Anlässlich des Sehbehindertentages am 6. Juni 2018 weist die Deutsche Diabetes-Hilfe darauf hin, wie wichtig Barrierefreiheit bei Hilfsmitteln und Technologien ist.

 

© Pixabay/cocoparisienne

Anlässlich des Sehbehindertentages am 6. Juni 2018 weist die Deutsche Diabetes-Hilfe darauf hin, wie wichtig Barrierefreiheit bei Hilfsmitteln und Technologien ist.

Menschen mit Diabetes sind gefährdet, im Laufe ihrer Erkrankung eine „diabetische Retinopathie“ zu entwickeln. Denn dauerhaft erhöhte Blutzuckerwerte können die feinen Blutgefäße der Netzhaut irreparabel schädigen. Das Sehvermögen bleibt in der frühen Phase meist unbeeinträchtigt. Erst im fortgeschrittenen Stadium macht sich die Folgeerkrankung bemerkbar. „Lässt das Sehvermögen nach, sinken auch die Möglichkeiten sozialer Teilhabe und Eigenständigkeit rapide“, sagt Diana Droßel. Droßel ist stellvertretende Vorsitzende von diabetesDE – Deutsche Diabetes-Hilfe, Diabetesberaterin, selbst an Typ-1-Diabetes erkrankt und seit 1982 erblindet.

Technologisch ist Barrierefreiheit möglich

„Die bei Diabetes für die tägliche Selbsttherapie notwendigen Blutzuckermessgeräte, Insulinpumpen, Insulinpens, Blutglukosemesssysteme, solche zum kontinuierlichen Glukosemonitoring oder diabetesbezogene Apps sind derzeit überwiegend nur für sehende Menschen geeignet.“ Betroffene benötigen zum Blutzuckermessen und für Insulingaben ständig Assistenz durch Pflegedienste oder Angehörige. „Dabei könnten sie mit standardmäßig programmierten Apps eigenständig sein. Die Messwerte und Insulindosen werden heute schon per Bluetooth an unsere Smartphones übermittelt und diese besitzen neben Vergrößerungseinstellungen auch die Sprachausgabe VoiceOver oder TalkBack“, erklärt Diana Droßel. Technologisch ist Barrierefreiheit möglich: „Bei Apps muss man bei der Programmierung nur die Grundanforderungen der Betriebssysteme berücksichtigen“, so die Diabetesberaterin. „Ab dem 23. September 2018 sind öffentliche Stellen gehalten, digitale Produkte wie Apps und Webseiten (Personalausweis, Krankenakte, Elster) barrierefrei anzubieten. Leider haben Medizintechnikhersteller noch eine Übergangsfrist, bis sie gesetzlich dazu verpflichtet sind, neue Produkte barrierefrei herzustellen.“ Auch Aktionen zur Barrierefreiheit wie „Sehbehindert im Museum“ anlässlich des Sehbehindertentags gibt es noch viel zu wenige.

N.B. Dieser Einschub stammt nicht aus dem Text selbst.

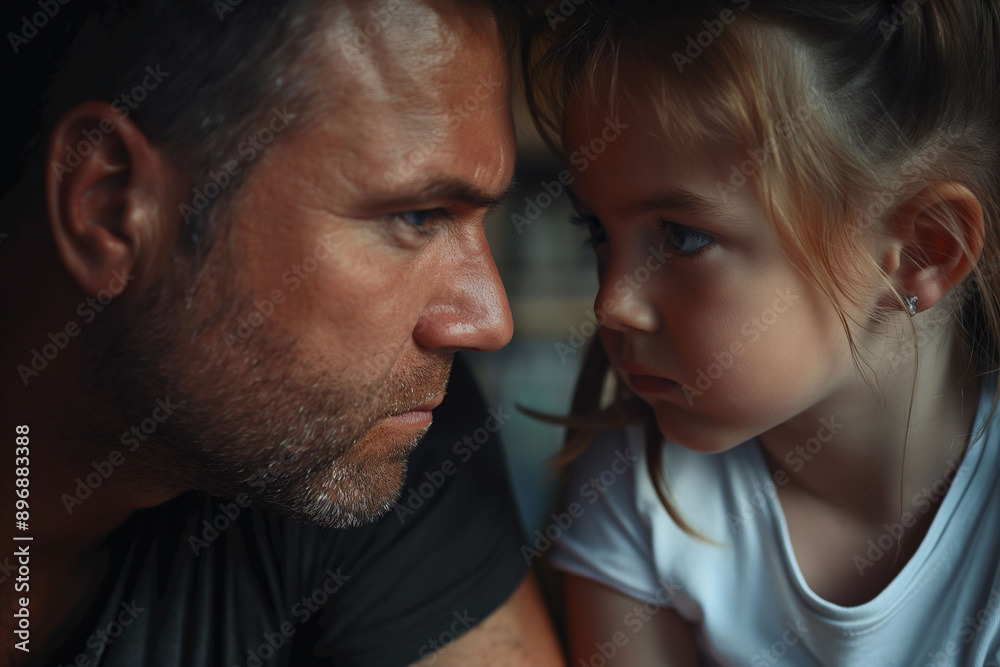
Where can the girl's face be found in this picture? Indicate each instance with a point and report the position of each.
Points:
(704, 316)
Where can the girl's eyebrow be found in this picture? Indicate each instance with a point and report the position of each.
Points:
(681, 200)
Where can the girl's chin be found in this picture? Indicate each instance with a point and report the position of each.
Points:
(697, 435)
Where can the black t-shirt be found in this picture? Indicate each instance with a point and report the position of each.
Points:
(269, 591)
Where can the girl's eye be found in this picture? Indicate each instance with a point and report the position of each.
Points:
(686, 241)
(596, 230)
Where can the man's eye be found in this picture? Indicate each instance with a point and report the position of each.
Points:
(594, 227)
(420, 218)
(686, 241)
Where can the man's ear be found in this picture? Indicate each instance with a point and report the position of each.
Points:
(105, 185)
(938, 238)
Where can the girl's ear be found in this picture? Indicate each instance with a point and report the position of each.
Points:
(105, 195)
(937, 238)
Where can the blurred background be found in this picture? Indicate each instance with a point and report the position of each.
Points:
(551, 278)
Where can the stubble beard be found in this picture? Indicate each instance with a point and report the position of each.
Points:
(255, 417)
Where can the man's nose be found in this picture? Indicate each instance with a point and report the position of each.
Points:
(470, 310)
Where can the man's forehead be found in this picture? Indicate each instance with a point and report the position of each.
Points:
(422, 94)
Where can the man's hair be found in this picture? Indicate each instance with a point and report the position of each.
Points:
(210, 74)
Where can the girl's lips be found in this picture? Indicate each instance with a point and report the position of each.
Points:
(651, 384)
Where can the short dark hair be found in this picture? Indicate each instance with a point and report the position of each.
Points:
(224, 66)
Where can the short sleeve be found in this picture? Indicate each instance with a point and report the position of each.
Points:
(608, 540)
(444, 559)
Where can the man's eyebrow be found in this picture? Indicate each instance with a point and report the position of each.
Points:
(451, 189)
(681, 200)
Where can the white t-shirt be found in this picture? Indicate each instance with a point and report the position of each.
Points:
(747, 598)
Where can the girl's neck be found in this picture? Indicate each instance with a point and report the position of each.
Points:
(853, 451)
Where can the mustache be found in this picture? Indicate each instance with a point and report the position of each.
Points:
(419, 384)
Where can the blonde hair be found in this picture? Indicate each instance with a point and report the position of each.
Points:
(845, 108)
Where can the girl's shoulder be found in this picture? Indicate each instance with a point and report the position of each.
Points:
(705, 488)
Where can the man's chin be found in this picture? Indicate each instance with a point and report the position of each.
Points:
(359, 488)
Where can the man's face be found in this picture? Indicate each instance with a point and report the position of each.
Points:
(323, 326)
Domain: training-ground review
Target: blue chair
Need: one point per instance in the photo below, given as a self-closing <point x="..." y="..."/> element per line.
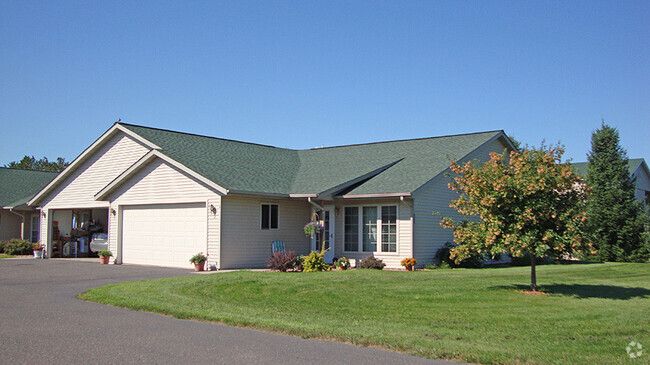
<point x="278" y="246"/>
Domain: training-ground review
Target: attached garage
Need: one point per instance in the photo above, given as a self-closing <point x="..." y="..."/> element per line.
<point x="163" y="235"/>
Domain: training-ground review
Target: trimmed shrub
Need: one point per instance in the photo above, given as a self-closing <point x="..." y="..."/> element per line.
<point x="315" y="262"/>
<point x="18" y="247"/>
<point x="442" y="255"/>
<point x="371" y="262"/>
<point x="282" y="261"/>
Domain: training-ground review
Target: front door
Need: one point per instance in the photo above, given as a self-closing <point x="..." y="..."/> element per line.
<point x="325" y="239"/>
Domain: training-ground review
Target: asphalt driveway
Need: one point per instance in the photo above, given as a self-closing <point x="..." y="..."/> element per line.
<point x="42" y="321"/>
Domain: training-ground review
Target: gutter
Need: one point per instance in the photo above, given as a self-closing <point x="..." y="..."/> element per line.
<point x="314" y="204"/>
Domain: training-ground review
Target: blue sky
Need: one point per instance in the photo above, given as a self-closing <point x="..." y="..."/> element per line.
<point x="302" y="74"/>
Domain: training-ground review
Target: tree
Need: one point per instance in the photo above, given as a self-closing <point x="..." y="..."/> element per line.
<point x="31" y="163"/>
<point x="527" y="202"/>
<point x="615" y="220"/>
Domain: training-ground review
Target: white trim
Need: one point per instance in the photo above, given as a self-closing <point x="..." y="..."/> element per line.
<point x="82" y="157"/>
<point x="378" y="195"/>
<point x="143" y="161"/>
<point x="379" y="237"/>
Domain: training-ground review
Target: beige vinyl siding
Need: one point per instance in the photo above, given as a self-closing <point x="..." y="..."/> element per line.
<point x="642" y="184"/>
<point x="10" y="225"/>
<point x="404" y="232"/>
<point x="245" y="245"/>
<point x="160" y="183"/>
<point x="79" y="188"/>
<point x="435" y="196"/>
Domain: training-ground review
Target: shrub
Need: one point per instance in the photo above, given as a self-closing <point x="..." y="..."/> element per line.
<point x="315" y="262"/>
<point x="371" y="262"/>
<point x="409" y="261"/>
<point x="18" y="247"/>
<point x="473" y="261"/>
<point x="105" y="253"/>
<point x="343" y="263"/>
<point x="282" y="261"/>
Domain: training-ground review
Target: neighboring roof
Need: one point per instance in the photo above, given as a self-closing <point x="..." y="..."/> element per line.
<point x="632" y="165"/>
<point x="17" y="186"/>
<point x="373" y="168"/>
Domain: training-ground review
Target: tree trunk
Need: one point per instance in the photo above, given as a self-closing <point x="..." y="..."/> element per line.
<point x="533" y="275"/>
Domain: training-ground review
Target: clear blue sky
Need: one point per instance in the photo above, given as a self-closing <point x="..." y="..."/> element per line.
<point x="302" y="74"/>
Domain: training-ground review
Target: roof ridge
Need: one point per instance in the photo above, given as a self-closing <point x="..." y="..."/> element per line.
<point x="30" y="170"/>
<point x="202" y="135"/>
<point x="405" y="140"/>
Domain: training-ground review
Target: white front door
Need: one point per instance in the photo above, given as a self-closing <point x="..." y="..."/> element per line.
<point x="35" y="228"/>
<point x="326" y="237"/>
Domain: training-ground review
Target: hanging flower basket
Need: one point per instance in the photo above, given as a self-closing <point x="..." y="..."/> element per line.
<point x="312" y="228"/>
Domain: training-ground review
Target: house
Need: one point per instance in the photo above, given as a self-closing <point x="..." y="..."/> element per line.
<point x="17" y="186"/>
<point x="639" y="173"/>
<point x="163" y="196"/>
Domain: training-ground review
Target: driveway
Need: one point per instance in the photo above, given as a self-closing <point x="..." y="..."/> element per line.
<point x="42" y="321"/>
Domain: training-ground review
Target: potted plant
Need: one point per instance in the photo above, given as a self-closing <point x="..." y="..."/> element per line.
<point x="38" y="251"/>
<point x="312" y="228"/>
<point x="104" y="256"/>
<point x="199" y="261"/>
<point x="343" y="263"/>
<point x="409" y="263"/>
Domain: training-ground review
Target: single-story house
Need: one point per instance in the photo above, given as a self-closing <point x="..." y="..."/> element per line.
<point x="639" y="173"/>
<point x="17" y="186"/>
<point x="163" y="196"/>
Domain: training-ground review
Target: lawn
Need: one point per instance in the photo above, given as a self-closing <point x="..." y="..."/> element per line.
<point x="589" y="314"/>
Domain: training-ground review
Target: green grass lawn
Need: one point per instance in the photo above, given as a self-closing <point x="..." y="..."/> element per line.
<point x="590" y="314"/>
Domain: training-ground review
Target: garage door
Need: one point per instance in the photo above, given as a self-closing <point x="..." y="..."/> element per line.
<point x="163" y="235"/>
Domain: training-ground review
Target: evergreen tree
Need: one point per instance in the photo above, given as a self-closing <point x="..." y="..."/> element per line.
<point x="616" y="222"/>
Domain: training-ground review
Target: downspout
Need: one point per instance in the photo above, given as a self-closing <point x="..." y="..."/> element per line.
<point x="22" y="225"/>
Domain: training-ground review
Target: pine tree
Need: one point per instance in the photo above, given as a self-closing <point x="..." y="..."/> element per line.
<point x="616" y="222"/>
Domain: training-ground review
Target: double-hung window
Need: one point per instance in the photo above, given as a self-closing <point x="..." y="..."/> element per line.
<point x="269" y="216"/>
<point x="370" y="229"/>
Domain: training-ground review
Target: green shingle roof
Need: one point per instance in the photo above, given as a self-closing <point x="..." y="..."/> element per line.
<point x="581" y="167"/>
<point x="398" y="166"/>
<point x="17" y="186"/>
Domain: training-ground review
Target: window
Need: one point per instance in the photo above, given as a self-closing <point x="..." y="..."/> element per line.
<point x="361" y="229"/>
<point x="269" y="216"/>
<point x="389" y="229"/>
<point x="351" y="233"/>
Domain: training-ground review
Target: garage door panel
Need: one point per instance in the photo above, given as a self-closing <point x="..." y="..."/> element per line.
<point x="164" y="235"/>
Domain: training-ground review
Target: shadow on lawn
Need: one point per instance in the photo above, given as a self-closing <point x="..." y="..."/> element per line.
<point x="586" y="291"/>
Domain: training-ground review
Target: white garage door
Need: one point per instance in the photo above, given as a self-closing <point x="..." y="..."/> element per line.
<point x="163" y="235"/>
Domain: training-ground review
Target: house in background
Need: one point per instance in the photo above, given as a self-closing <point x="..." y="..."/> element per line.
<point x="163" y="196"/>
<point x="639" y="173"/>
<point x="17" y="186"/>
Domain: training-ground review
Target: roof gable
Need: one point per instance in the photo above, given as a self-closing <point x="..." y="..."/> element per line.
<point x="17" y="186"/>
<point x="384" y="167"/>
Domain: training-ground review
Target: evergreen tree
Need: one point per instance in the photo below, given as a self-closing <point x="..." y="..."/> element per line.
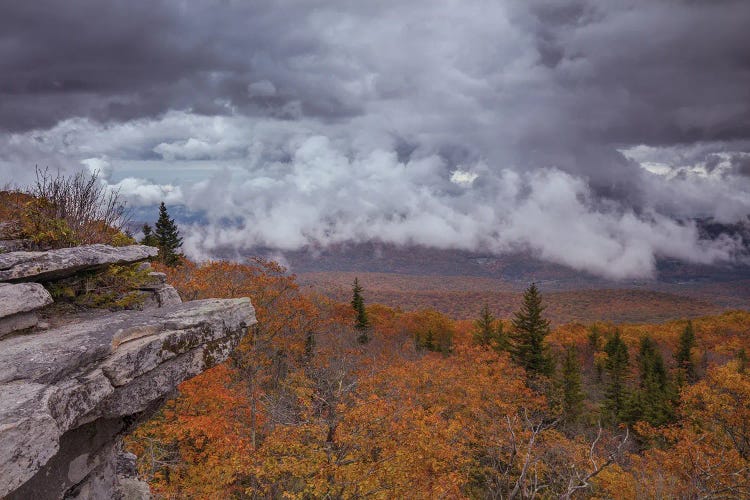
<point x="168" y="237"/>
<point x="488" y="331"/>
<point x="148" y="237"/>
<point x="361" y="322"/>
<point x="654" y="400"/>
<point x="742" y="360"/>
<point x="683" y="356"/>
<point x="570" y="385"/>
<point x="616" y="367"/>
<point x="529" y="330"/>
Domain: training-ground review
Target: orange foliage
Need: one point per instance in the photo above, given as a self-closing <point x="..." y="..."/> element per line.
<point x="304" y="411"/>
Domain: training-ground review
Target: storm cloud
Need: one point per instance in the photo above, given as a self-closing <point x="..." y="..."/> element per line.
<point x="591" y="134"/>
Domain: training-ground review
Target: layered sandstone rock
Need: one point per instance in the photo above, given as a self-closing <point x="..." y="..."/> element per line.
<point x="69" y="393"/>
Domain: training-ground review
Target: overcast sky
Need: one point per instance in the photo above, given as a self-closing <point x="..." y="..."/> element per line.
<point x="590" y="134"/>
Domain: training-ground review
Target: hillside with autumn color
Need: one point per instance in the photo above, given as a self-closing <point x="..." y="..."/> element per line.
<point x="462" y="297"/>
<point x="334" y="396"/>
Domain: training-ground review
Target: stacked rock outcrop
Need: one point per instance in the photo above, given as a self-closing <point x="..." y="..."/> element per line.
<point x="71" y="385"/>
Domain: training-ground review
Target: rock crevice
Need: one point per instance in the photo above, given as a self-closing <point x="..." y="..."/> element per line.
<point x="68" y="393"/>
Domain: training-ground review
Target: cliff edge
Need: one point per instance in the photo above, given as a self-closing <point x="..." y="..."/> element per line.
<point x="72" y="383"/>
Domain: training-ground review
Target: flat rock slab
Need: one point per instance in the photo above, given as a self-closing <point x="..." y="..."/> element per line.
<point x="22" y="297"/>
<point x="64" y="262"/>
<point x="103" y="367"/>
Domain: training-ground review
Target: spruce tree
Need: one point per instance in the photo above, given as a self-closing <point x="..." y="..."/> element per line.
<point x="570" y="385"/>
<point x="529" y="330"/>
<point x="361" y="322"/>
<point x="168" y="237"/>
<point x="653" y="402"/>
<point x="683" y="356"/>
<point x="616" y="367"/>
<point x="741" y="360"/>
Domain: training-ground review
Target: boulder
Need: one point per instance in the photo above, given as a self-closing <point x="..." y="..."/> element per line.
<point x="17" y="303"/>
<point x="65" y="262"/>
<point x="66" y="396"/>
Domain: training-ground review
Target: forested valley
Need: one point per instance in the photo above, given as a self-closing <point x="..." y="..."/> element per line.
<point x="329" y="399"/>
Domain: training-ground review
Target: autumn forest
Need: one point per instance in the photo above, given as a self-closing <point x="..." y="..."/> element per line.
<point x="331" y="398"/>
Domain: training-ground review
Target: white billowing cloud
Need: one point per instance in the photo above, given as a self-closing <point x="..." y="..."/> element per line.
<point x="262" y="88"/>
<point x="140" y="192"/>
<point x="499" y="126"/>
<point x="463" y="177"/>
<point x="323" y="196"/>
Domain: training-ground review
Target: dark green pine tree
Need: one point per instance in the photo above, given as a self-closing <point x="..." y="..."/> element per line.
<point x="683" y="356"/>
<point x="570" y="386"/>
<point x="361" y="322"/>
<point x="149" y="238"/>
<point x="616" y="367"/>
<point x="529" y="330"/>
<point x="654" y="400"/>
<point x="741" y="360"/>
<point x="489" y="331"/>
<point x="168" y="238"/>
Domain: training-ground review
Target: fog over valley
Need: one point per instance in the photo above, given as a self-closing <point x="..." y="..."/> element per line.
<point x="597" y="135"/>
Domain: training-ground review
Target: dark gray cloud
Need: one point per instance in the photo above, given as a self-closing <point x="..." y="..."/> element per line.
<point x="629" y="115"/>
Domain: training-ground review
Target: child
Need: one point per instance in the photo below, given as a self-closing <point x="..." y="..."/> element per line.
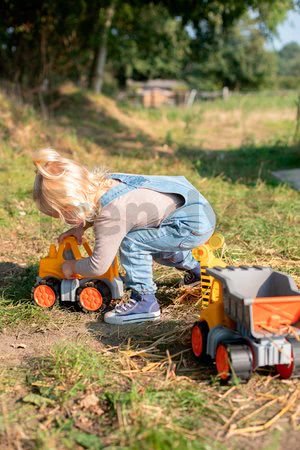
<point x="146" y="218"/>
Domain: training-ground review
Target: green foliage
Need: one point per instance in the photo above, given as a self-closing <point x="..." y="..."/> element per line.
<point x="46" y="42"/>
<point x="147" y="43"/>
<point x="289" y="66"/>
<point x="238" y="60"/>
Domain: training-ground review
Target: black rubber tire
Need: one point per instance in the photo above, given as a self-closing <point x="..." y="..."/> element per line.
<point x="287" y="371"/>
<point x="201" y="327"/>
<point x="104" y="291"/>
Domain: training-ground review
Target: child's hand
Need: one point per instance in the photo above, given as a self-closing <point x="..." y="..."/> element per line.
<point x="68" y="268"/>
<point x="77" y="232"/>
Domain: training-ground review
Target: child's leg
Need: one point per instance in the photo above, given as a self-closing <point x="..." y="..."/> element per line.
<point x="182" y="260"/>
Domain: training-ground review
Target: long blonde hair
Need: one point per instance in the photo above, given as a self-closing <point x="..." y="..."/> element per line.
<point x="66" y="189"/>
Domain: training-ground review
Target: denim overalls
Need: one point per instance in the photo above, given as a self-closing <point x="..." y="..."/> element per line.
<point x="170" y="244"/>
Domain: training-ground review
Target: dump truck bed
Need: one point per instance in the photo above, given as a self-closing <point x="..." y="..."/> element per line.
<point x="262" y="300"/>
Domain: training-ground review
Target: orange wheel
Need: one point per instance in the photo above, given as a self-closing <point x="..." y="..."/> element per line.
<point x="44" y="296"/>
<point x="199" y="339"/>
<point x="223" y="362"/>
<point x="90" y="299"/>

Einer Sehbehinderung bei Diabetes vorbeugen

Um Sehbehinderungen und Blindheit bei Diabetes vorzubeugen, sollten sowohl Menschen mit Typ-1- als auch mit Typ-2-Diabetes regelmäßig zur Augenkontrolle gehen. Früh erkannt, lassen sich irreversible Veränderungen der Netzhaut aufhalten. Menschen mit Typ-1-Diabetes sollten ab dem fünften Erkrankungsjahr eine Netzhautuntersuchung nach vorheriger Pupillenerweiterung erhalten. Bei Menschen mit Diabetes Typ 2 sollte sofort nach der Diabetes-Diagnose die Netzhaut untersucht werden. Liegen noch keine Schädigungen an der Netzhaut vor und bestehen keine allgemeinen Risiken wie ein erhöhter Langzeitblutzuckerwert oder Bluthochdruck, werden Kontrolluntersuchungen alle zwei Jahre empfohlen. Bei hohem Risiko sind jährliche Untersuchungen wichtig. Bei bereits bestehender Retinopathie können die Untersuchungsabstände auch individuell kürzer als jährlich sein.